Good example of inattention to quality, lack of concern about the long-term brand impact, and an utterly shameful exhibit of gross disregard for life in the case of defensive firearms. We're seeing such things throughout our want-it-now-but-it-better-be-free type society.The result is, throughout the industry, reduced attention to quality.
Both companies I worked for, when I started, had a strict policy of test-firing every single pistol that left the factory floor. Each gun was subjected to two or three full magazines of shooting before it was given the stamp of approval.
By the time I left each job, both companies had stopped test-firing pistols destined for the commercial (non-law enforcement, non-military) markets … and in some cases, they stopped testing the LE guns, as well.
It'll have the obvious and predictable result. No way around it.
Good read,.....anything that is mechanical can fail. a good friend of mine just bought a Rossi snubby 357....970 I think, not sure on the model. Him and I shot it for the first time, it was new......shot 100 rounds, seemed ok, I noticed the cylinder was stiff in rotating a couple of times. When he cleaned it, it wouldnt shut (cylinder)...he was concerned he did something wrong, brought it to work with him, I looked it over, couldnt shut it either and could not see any issues where it was hanging up.
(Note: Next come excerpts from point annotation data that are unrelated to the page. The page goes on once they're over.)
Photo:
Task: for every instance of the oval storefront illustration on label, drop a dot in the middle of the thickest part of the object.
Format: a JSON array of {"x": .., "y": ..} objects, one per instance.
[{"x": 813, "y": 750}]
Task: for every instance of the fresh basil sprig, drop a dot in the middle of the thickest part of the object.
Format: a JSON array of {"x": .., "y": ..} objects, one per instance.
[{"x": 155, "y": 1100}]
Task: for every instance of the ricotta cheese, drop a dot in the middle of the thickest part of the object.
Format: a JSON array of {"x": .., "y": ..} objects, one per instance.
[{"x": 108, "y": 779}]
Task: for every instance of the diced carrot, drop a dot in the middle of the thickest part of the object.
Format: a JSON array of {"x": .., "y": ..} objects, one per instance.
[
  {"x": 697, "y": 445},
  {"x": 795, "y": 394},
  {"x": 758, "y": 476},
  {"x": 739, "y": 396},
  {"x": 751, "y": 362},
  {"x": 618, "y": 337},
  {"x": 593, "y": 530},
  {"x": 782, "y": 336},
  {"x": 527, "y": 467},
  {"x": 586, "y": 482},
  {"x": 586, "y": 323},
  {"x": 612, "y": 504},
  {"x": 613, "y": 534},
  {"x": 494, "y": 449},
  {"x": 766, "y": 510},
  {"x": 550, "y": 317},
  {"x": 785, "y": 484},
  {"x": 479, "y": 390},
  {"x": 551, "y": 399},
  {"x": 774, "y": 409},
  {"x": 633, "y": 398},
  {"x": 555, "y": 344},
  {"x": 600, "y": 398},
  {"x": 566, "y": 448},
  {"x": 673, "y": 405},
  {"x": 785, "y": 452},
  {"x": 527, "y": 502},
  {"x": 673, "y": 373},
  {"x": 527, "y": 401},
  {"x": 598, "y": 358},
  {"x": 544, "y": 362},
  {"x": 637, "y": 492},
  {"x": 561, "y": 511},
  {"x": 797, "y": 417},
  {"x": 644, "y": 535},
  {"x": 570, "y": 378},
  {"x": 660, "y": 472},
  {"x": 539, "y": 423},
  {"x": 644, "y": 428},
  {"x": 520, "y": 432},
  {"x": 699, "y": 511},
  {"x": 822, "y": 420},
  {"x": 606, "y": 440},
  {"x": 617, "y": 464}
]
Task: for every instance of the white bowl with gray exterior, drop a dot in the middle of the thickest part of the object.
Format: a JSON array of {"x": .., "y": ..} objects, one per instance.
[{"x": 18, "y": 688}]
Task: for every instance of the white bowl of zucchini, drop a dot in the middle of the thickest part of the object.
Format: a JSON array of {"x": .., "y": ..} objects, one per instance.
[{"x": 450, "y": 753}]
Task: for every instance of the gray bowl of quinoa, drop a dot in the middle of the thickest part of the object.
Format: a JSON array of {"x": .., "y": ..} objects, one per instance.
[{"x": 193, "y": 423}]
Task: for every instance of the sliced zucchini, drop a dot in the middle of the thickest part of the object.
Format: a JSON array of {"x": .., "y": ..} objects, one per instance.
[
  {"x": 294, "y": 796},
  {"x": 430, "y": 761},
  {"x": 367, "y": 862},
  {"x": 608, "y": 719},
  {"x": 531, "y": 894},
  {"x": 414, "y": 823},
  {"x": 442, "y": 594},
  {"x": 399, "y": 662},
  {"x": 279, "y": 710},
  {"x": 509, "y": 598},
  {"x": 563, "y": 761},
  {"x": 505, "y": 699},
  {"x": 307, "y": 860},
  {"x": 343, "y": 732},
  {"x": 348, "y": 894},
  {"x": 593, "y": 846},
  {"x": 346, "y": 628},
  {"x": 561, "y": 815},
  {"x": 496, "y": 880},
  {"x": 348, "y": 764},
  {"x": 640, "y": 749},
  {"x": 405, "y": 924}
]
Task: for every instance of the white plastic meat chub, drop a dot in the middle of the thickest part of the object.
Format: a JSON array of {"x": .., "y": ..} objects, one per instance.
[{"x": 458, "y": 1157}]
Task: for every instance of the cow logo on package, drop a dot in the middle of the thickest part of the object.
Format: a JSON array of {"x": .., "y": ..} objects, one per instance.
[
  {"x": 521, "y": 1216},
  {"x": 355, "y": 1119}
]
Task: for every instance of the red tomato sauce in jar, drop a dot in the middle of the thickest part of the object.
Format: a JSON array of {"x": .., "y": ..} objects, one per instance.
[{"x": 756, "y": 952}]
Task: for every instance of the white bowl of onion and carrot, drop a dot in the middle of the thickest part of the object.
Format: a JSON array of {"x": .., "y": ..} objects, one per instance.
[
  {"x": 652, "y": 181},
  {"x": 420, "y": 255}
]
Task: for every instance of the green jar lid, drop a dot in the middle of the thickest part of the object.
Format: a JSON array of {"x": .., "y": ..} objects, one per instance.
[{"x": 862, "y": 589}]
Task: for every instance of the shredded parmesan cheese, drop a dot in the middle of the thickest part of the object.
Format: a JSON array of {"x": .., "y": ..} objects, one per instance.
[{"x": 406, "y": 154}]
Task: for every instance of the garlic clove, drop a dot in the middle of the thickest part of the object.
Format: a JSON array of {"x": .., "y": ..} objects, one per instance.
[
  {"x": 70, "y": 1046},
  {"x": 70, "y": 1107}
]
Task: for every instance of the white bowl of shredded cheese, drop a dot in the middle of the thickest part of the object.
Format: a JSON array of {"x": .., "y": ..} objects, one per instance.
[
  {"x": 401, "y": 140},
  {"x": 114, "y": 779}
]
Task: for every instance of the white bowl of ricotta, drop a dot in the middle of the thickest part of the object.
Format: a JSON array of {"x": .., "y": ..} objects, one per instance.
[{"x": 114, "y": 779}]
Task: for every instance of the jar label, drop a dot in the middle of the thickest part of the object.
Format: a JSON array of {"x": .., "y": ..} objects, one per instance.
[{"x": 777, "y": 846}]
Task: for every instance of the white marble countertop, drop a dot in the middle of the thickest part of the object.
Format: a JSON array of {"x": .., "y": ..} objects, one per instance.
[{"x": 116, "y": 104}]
Odd, but he called Rossi and they gave him the fed-ex info to have it picked up. Here is where it bothered me. I pushed him in this direction based on his price point and the fact that it was a bit bigger and more comfy as it is a snubby 357 and gave him that round flexability. It took them 6 weeks (I have to believe that is a combination of the number of repairs and/or the amount of resources in the repair dept...either way, not a good sign)....they had to replace the cylinder crane and extractor...said it was bent. How did that get past quality control? Yes it seemed to function "ok" for us with the 38 wadcutters and a bit of +p factory ammo, and they said it was nothing we did (duh!) but is this really acceptable on a new gun and from a "gun" manufacturer (consider the use of the item you are building!).
So needless to say that although I know anything can and may fail, I am going with first tier manufacturers from now on (yes, they can have issues from time to time but less likely from the quality systems they have in place). Darn it too because I like the looks of some of the Rossi lever actions.....and the Taurus pocket 9's........etc....etc...
"I would rather have a bottle in front of me than a frontal lobotomy!" - Dorothy Parker
I find what was written to be true. As someone else mentioned, not everyone shoots regularly. I bought my Dad an M&P9c and my younger brother went with me to put in the first 100 rounds. Before we went, I mentioned I wanted to put at least 300 rounds downrange to make sure it was functioning properly and his comment was "Whoa!". He thought THAT was a lot. My Dad has two revolvers that he's had for years and I'd honestly be surprised if they have 50 rounds between the two of them.
i'll say the same thing i tell my automobile customers to try to make them understand why a part failed on their car...
every part on a car fails...it just doesnt happen on every car...
the response to "i never had this problem with my chevy" is.....have you had any problems with your chevy that you havent had with this car? (usually followed by "yes" and my follow-up being...well then you better call chevy and complain then...
people tend to treat a problem they have as something worse than anyone else has ever experienced because it affected them and generally thats the only person they really care about...
thanks for the great taurus mag shipping example...maybe how it was handled by the 2 different parties was the difference between the 2 experiences...i find it happens more often than not that way...there are people who approach problems with realistic expectations and courtesy...then there are people who approach problems with demands...
In 35+ years of shooting I never had a failure with a revolver but I can’t say that with a couple of auto-loaders I’ve owned along the way. Just dumb luck I suppose…
“Monsters are real and so are ghosts. They live inside of us, and sometimes they win.”